Asumir que eres una persona que ya no puede hacer nada es tan complicado que ni tú mismo te entiendes, y es muy difícil que las otras personas te entiendan. Me refiero a esa soledad que solo comprenden personas que puedan haber pasado por lo mismo. Son una serie de baches emocionales comunes a todos los afectados por ictus. Por eso planteo que las herramientas que yo usé pueden servir a otros.

–¿Cuál sería la herramienta básica?
–Que no pierdas la esperanza ni la ilusión. Querer no es poder, eso está claro. Ya a mis 50 años no voy a ser top model. Pero el poder de querer conseguir algo es muy valioso. Soy muy cabezota y eso me ayudó. Me dijeron primero que me iba a morir y luego que no andaría. Volví a andar. Y esa cabezonería me ha traído hasta aquí.
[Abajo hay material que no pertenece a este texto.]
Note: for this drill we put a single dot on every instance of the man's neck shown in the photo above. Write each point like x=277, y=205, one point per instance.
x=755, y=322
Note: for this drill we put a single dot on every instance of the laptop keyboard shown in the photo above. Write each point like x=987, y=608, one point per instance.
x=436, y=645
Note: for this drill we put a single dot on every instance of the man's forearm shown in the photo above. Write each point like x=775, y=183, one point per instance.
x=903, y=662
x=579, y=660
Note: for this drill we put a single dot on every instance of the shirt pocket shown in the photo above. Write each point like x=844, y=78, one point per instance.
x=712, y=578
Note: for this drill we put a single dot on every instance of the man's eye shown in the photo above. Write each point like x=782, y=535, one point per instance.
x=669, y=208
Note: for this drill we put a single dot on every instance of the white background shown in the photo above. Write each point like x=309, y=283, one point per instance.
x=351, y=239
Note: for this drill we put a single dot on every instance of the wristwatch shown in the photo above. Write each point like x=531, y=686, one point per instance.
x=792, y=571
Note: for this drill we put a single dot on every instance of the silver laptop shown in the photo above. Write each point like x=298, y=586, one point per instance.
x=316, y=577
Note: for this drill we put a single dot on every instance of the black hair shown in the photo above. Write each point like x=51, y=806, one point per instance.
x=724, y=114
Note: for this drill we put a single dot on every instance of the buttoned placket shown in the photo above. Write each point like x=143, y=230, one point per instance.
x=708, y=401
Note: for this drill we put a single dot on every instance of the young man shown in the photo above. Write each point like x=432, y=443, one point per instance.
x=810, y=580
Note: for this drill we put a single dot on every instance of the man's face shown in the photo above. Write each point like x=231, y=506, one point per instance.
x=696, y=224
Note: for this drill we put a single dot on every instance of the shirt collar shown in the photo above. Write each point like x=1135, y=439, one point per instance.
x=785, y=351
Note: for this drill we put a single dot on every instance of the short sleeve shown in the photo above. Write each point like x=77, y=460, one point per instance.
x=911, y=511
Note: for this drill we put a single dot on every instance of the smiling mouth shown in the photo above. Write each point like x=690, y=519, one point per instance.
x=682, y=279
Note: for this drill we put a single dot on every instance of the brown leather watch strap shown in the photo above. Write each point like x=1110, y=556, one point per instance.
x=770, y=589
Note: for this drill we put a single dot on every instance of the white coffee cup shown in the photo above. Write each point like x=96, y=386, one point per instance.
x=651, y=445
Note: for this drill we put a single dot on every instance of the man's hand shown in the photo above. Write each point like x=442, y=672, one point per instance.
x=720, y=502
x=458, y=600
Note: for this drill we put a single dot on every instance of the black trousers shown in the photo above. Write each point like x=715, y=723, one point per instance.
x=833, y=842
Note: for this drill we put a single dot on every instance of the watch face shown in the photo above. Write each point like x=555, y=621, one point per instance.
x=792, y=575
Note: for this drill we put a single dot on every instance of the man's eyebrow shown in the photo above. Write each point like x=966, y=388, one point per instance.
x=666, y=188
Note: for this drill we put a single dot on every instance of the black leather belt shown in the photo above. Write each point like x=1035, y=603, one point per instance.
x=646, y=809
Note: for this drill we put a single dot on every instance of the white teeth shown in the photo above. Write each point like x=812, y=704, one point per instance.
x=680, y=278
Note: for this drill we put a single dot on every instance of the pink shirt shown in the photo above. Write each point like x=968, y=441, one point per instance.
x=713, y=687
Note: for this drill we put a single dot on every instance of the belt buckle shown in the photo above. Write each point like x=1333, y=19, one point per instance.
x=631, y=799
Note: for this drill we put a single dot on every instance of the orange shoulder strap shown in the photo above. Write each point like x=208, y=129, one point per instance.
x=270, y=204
La vida después de una crisis como la mía no tiene por qué ser peor. Es diferente.

–¿Te gustas más ahora?
–Sí, creo que soy más generosa y empática. (De hecho, los beneficios que consiga por las ventas del libro los va donar a causas sanitarias.) Mi tiempo lo disfruto muchísimo. Lo dedico a lo que quiero y a quien quiero. Ya no dejo nada para mañana. Vivo cada momento mucho más intensamente.

–Además de ir al fisio, ¿qué terapias complementarias has utilizado en la rehabilitación?
–Me ha servido mucho el chi Kung, tanto a nivel físico, para el equilibrio, como en el emocional, porque trabajas ambos aspectos. También me ayuda la meditación en casa. Y lo que me ha ido mejor es la acupuntura, sobre todo para los dolores de cabeza y la sensación de mareos, y también un poco para la parte emocional. No he dejado ninguna de ellas.

También hago sesiones de masajes craneosacrales, porque me operaron y me quitaron un trozo de hueso. Lo volvieron a colocar, pero ya no todo queda igual. E inconscientemente, desplazo mi cráneo hacia la derecha, que es mi parte fuerte. Desde entonces cada quince días necesito un masaje muy delicado con el que me ayudan a recolocando mi cabeza en su sitio.

–La vida te ha convertido en una experta en ictus ¿Crees que se conoce poco?
–Sí, y no quiero poner mi caso como ejemplo, porque es muy atípico. Tenía una malformación genética. Lo que quiero transmitir es que el ictus tiene una prevalencia enorme y no podemos quedarnos solo con que es un problema de personas mayores, fumadores o con sobrepeso. Afecta también a gente joven y de mediana edad. Hemos de aprender a detectarlo a tiempo, porque cada minuto cuenta.

El ictus corta el flujo de sangre al cerebro y las neuronas son células muy sensibles a la falta de oxígeno. Cuanto más se tarda peor es el pronóstico y hay más riesgo de secuelas. Cada hora que pasa, el cerebro envejece cuatro años.

–¿A qué crees que se debe esta falta de atención social?
–Existe una sensación de vergüenza. La enfermedad está estigmatizada, parece que si has sufrido un ictus es porque has llevado mala vida. Y no siempre es así. Es importante que se hable, que se sepan los síntomas, que pueden ser muy variados. Por supuesto dolor de cabeza o parálisis, pero también nauseas, mareos y pérdida de equilibrio. Yo lo achacaba al estrés profesional que tuve esos días. Fui al médico y no me lo detectó. Las mujeres estamos muy infradiagnosticadas con el tema ictus. Hay que tenerlo presente. Escucha a tu cuerpo, si siguen los síntomas, vuelve a insistir, no te quedes con el primer diagnóstico. La gente no sabe que el 80% de ictus son prevenibles.

–¿No insistimos por miedo a parecer hipocondríacos?
–Pues fíjate que con el tiempo me he dado cuenta de que el miedo es una emoción válida y necesaria. Permite que te anticipes y tomes precauciones. Al principio me parecía un síntoma de debilidad. Cuando sufrí el ictus se convirtió en algo constante que me dominaba, hasta que lo positivicé. Al identificarlo y analizarlo me convertí en una persona más fuerte. Hoy ya no tengo miedo a morir, pero tampoco a seguir viviendo.